Quando Felipe lança um olhar para o banco traseiro, em que uma sacola preta e bem grande está disposta, o coração de Sofia erra o compasso. Dentro daquela sacola há duas pás e uma picareta que estavam preparadas para a missão de cavar uma cova rasa, onde o alvo de Sofia seria enterrado, mas agora a missão estava cancelada. O policial em questão não decide se importar com o estranho saco no banco de trás, mas não pode deixar de perceber a tensão da enfermeira.
– Está tudo bem? - ele pergunta.
– Claro. - ela ri para disfarçar.
– Se eu estiver incomodando...
– Não, não é incomodo nenhum. - Sofia o interrompe e dá partida no carro. – Você não me passou seu endereço. - ela percebe. – Coloque no gps do carro, que assim não tem erro. - ela pede. O policial obedece e após saber para onde ir, Sofia segue pela rua perpendicular a do bar e entra em uma grande avenida, que neste momento está quase totalmente vazia.
– Você tem medo de mim? - Felipe pergunta, após os dois passarem breves segundos em total silêncio.
– Não. - Sofia responde sem titubear. Felipe ri e ao estranhar sua reação ela pergunta. – Porque? Eu deveria?
– Talvez. - ele responde. – A primeira vez que você me viu eu estava ensanguentado, fui um grosso e agora eu te atrapalho num encontro e para completar eu atropelo uma pessoa. Em pouco tempo eu só te encontrei em situações... Situações no mínimo inusitadas. - ri e Sofia o acompanha.
– Sobre o hospital, acontece. - ela responde ao virar a direita numa rua estreita. – Você não foi o primeiro... Louco... - ela o olha de esgueio para ver sua reação e ele parece divertido com sua descrição, ao constatar isso, ela continua. – ...que me apareceu no hospital, na maior parte das vezes estou na área de emergência e pronto atendimento, já vi de tudo um pouco.
– Ainda assim, me desculpe, você estava fazendo seu trabalho, muito bem feito por sinal, acho que não vai ficar nem marca. - diz apontando para os pontos em sua cara.
– Vai ficar sim. - Sofia ri ao responder. – Mas nada que te deixe feio.
– Você me acha bonito? - ele pergunta e Sofia para num sinal vermelho.
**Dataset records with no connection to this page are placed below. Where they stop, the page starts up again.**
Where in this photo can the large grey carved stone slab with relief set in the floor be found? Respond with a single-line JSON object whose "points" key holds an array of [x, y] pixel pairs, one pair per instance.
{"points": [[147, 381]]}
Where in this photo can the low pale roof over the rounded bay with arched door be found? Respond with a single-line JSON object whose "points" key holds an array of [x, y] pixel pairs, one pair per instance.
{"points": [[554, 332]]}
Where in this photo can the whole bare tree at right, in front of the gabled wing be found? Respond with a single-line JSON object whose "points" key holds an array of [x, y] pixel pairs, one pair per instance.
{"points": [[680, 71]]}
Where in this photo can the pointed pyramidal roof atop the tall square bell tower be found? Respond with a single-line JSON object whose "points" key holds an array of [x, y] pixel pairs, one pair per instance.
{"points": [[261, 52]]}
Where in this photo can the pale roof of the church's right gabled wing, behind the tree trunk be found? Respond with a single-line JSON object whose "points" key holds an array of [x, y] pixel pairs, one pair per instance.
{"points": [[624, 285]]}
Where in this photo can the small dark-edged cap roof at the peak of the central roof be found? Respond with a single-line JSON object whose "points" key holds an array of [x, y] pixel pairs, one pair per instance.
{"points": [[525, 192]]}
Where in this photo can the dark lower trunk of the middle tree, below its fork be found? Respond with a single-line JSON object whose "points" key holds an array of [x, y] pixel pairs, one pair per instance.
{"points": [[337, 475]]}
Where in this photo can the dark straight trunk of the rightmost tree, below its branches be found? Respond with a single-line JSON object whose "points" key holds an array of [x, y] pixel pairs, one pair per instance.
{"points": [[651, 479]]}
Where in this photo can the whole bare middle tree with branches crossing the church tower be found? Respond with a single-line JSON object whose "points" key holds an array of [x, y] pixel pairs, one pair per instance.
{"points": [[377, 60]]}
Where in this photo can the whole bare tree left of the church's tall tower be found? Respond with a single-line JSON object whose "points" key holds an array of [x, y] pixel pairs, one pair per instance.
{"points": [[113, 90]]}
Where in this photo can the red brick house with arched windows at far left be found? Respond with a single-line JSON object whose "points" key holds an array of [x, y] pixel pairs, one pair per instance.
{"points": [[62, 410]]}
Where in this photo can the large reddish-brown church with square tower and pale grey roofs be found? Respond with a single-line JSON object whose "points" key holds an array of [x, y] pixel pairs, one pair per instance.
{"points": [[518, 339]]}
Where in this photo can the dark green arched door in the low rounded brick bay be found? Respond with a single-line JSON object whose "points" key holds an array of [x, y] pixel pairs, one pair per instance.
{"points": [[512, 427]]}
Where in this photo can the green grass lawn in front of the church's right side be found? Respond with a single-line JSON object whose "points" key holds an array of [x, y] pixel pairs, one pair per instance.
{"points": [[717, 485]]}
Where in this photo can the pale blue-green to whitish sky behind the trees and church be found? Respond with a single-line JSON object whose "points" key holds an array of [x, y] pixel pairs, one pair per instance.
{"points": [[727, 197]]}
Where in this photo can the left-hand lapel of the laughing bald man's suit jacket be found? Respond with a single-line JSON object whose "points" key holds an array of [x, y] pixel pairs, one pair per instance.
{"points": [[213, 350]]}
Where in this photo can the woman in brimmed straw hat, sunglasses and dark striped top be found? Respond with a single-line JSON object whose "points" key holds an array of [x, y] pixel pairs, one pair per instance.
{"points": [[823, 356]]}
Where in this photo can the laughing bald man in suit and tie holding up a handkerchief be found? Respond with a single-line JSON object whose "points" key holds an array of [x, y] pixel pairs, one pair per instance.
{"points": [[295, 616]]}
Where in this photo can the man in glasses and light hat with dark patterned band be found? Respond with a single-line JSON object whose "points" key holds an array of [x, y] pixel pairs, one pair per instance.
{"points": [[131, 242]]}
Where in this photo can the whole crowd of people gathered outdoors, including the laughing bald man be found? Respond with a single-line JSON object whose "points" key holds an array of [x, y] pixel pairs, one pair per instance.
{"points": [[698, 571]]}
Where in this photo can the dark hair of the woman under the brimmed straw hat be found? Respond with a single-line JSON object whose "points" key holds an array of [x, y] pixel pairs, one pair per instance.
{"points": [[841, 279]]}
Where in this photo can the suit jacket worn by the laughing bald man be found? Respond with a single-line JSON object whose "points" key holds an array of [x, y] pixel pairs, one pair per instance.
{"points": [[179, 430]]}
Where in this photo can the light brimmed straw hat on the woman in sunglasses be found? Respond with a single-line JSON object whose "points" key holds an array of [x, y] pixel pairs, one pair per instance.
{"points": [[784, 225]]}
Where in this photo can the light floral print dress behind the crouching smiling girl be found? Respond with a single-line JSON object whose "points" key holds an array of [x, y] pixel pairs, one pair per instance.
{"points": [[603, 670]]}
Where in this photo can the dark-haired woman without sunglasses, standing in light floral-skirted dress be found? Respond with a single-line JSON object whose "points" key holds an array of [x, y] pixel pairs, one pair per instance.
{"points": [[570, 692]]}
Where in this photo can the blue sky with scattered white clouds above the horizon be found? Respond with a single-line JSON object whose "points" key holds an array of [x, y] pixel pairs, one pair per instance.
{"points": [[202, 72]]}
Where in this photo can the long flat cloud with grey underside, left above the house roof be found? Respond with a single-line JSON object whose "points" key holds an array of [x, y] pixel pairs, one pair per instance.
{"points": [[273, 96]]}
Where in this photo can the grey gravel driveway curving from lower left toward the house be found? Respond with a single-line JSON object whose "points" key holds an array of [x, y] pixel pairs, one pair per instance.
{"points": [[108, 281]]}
Ela não responde de pronto, parece perceber apenas agora que a conversa estava tomando um rumo bem inesperado.
– Sim. - responde não demonstrando muita empolgação, como se a beleza dele não significasse nada para ela, o que não deixa de ser uma verdade. Tímido, o policial então se cala.
O silêncio torna a dominar o carro e poucos quilômetros separam os dois do destino final do policial. Após pensar muito sobre sua ideia, Felipe decide fazer a pergunta que tanto queria.
– Sabe... - ele tenta iniciar com uma breve introdução que embase seu pedido, para que assim ele tenha mais chances de sucesso. – Eu acredito que terei que ficar mais tempo que o previsto aqui na cidade, por causa da procura pela verdade sobre a morte do meu irmão... - ele começa a se enrolar e quando Sofia vira a direita chegando no quarteirão do Apart-Hotel do qual o policial estava morando, ele sente a pressão para chegar a uma conclusão. – Eu não conheço ninguém aqui, nem nada, toda vez que saio acabo arrumando alguma confusão... Você está sendo bem gentil comigo mesmo depois de tudo e não se assusta fácil... Eu estava pensando... Talvez fosse melhor se eu tivesse alguém que pudesse me ajudar um pouco... Não sei... Você poderia ser minha amiga? - pergunta e Sofia freia o carro bem frente ao local em que Felipe ficará.
Sofia parece confusa no início e o olha. A enfermeira percebe que ele está ansioso por sua resposta.
– Amiga? - Ela pergunta desconfiada.
– Sim, seria mais para... Sei lá, sairmos de vez enquando... Se você puder me apresentar a lugares novos... Ser um rosto conhecido, alguém de confiança para mim nesta cidade. - ele tenta explicar melhor o que quer.
Sofia sorri gentil, sabendo que a resposta certa a se dar seria um "não", mas no fim ela aceita.
– Bom... Acho que não há nada de errado em sermos amigos. - responde.